2019-05-13 Chung-Lin Tang <cltang@codesourcery.com>
Reviewed-by: Thomas Schwinge <thomas@codesourcery.com>
libgomp/
* libgomp-plugin.h (struct goacc_asyncqueue): Declare.
(struct goacc_asyncqueue_list): Likewise.
(goacc_aq): Likewise.
(goacc_aq_list): Likewise.
(GOMP_OFFLOAD_openacc_register_async_cleanup): Remove.
(GOMP_OFFLOAD_openacc_async_test): Remove.
(GOMP_OFFLOAD_openacc_async_test_all): Remove.
(GOMP_OFFLOAD_openacc_async_wait): Remove.
(GOMP_OFFLOAD_openacc_async_wait_async): Remove.
(GOMP_OFFLOAD_openacc_async_wait_all): Remove.
(GOMP_OFFLOAD_openacc_async_wait_all_async): Remove.
(GOMP_OFFLOAD_openacc_async_set_async): Remove.
(GOMP_OFFLOAD_openacc_exec): Adjust declaration.
(GOMP_OFFLOAD_openacc_cuda_get_stream): Likewise.
(GOMP_OFFLOAD_openacc_cuda_set_stream): Likewise.
(GOMP_OFFLOAD_openacc_async_exec): Declare.
(GOMP_OFFLOAD_openacc_async_construct): Declare.
(GOMP_OFFLOAD_openacc_async_destruct): Declare.
(GOMP_OFFLOAD_openacc_async_test): Declare.
(GOMP_OFFLOAD_openacc_async_synchronize): Declare.
(GOMP_OFFLOAD_openacc_async_serialize): Declare.
(GOMP_OFFLOAD_openacc_async_queue_callback): Declare.
(GOMP_OFFLOAD_openacc_async_host2dev): Declare.
(GOMP_OFFLOAD_openacc_async_dev2host): Declare.
* libgomp.h (struct acc_dispatch_t): Define 'async' sub-struct.
(gomp_acc_insert_pointer): Adjust declaration.
(gomp_copy_host2dev): New declaration.
(gomp_copy_dev2host): Likewise.
(gomp_map_vars_async): Likewise.
(gomp_unmap_tgt): Likewise.
(gomp_unmap_vars_async): Likewise.
(gomp_fini_device): Likewise.
* oacc-async.c (get_goacc_thread): New function.
(get_goacc_thread_device): New function.
(lookup_goacc_asyncqueue): New function.
(get_goacc_asyncqueue): New function.
(acc_async_test): Adjust code to use new async design.

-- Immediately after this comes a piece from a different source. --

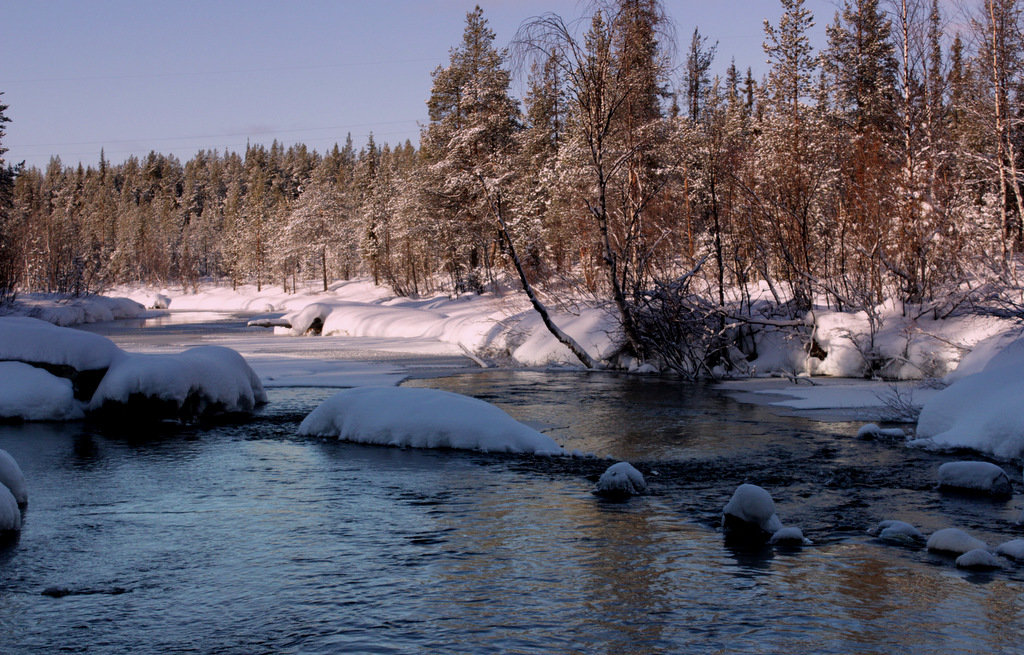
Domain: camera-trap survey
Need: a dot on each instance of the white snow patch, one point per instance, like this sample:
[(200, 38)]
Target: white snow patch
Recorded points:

(acc_async_test_all): Likewise.
(acc_wait): Likewise.
(acc_wait_async): Likewise.
(acc_wait_all): Likewise.
(acc_wait_all_async): Likewise.
(goacc_async_free): New function.
(goacc_init_asyncqueues): Likewise.
(goacc_fini_asyncqueues): Likewise.
* oacc-cuda.c (acc_get_cuda_stream): Adjust code to use new async
design.
(acc_set_cuda_stream): Likewise.
* oacc-host.c (host_openacc_exec): Adjust parameters, remove 'async'.

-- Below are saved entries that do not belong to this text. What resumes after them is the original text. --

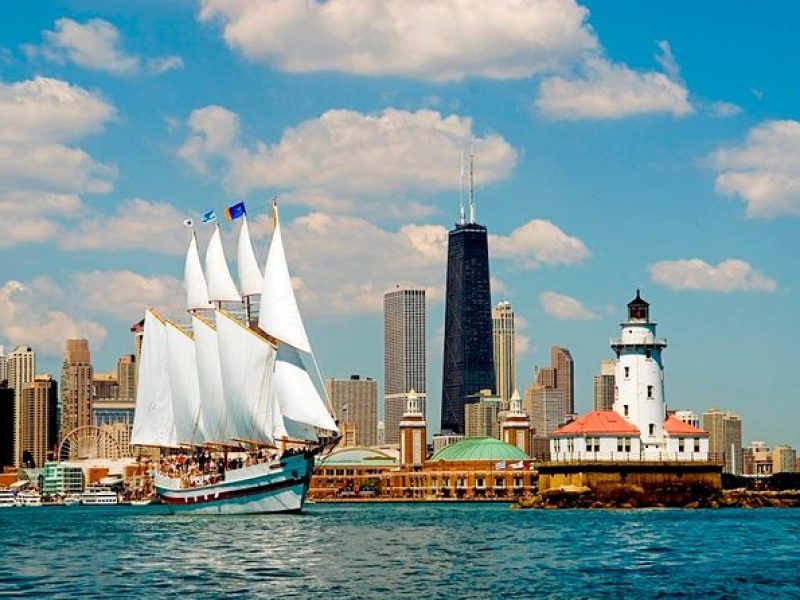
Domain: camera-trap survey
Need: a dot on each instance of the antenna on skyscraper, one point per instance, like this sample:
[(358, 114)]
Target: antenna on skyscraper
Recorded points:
[(461, 192), (472, 215)]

(host_openacc_register_async_cleanup): Remove.
(host_openacc_async_exec): New function.
(host_openacc_async_test): Adjust parameters.
(host_openacc_async_test_all): Remove.
(host_openacc_async_wait): Remove.
(host_openacc_async_wait_async): Remove.
(host_openacc_async_wait_all): Remove.
(host_openacc_async_wait_all_async): Remove.
(host_openacc_async_set_async): Remove.
(host_openacc_async_synchronize): New function.
(host_openacc_async_serialize): New function.
(host_openacc_async_host2dev): New function.
(host_openacc_async_dev2host): New function.
(host_openacc_async_queue_callback): New function.
(host_openacc_async_construct): New function.
(host_openacc_async_destruct): New function.
(struct gomp_device_descr host_dispatch): Remove initialization of old
interface, add intialization of new async sub-struct.
* oacc-init.c (acc_shutdown_1): Adjust to use gomp_fini_device.
(goacc_attach_host_thread_to_device): Remove old async code usage.
* oacc-int.h (goacc_init_asyncqueues): New declaration.
(goacc_fini_asyncqueues): Likewise.
(goacc_async_copyout_unmap_vars): Likewise.
(goacc_async_free): Likewise.
(get_goacc_asyncqueue): Likewise.
(lookup_goacc_asyncqueue): Likewise.
* oacc-mem.c (memcpy_tofrom_device): Adjust code to use new async
design.
(present_create_copy): Adjust code to use new async design.
(delete_copyout): Likewise.
(update_dev_host): Likewise.
(gomp_acc_insert_pointer): Add async parameter, adjust code to use new
async design.
(gomp_acc_remove_pointer): Adjust code to use new async design.
* oacc-parallel.c (GOACC_parallel_keyed): Adjust code to use new async
design.
(GOACC_enter_exit_data): Likewise.
(goacc_wait): Likewise.
(GOACC_update): Likewise.
* oacc-plugin.c (GOMP_PLUGIN_async_unmap_vars): Change to assert fail
when called, warn as obsolete in comment.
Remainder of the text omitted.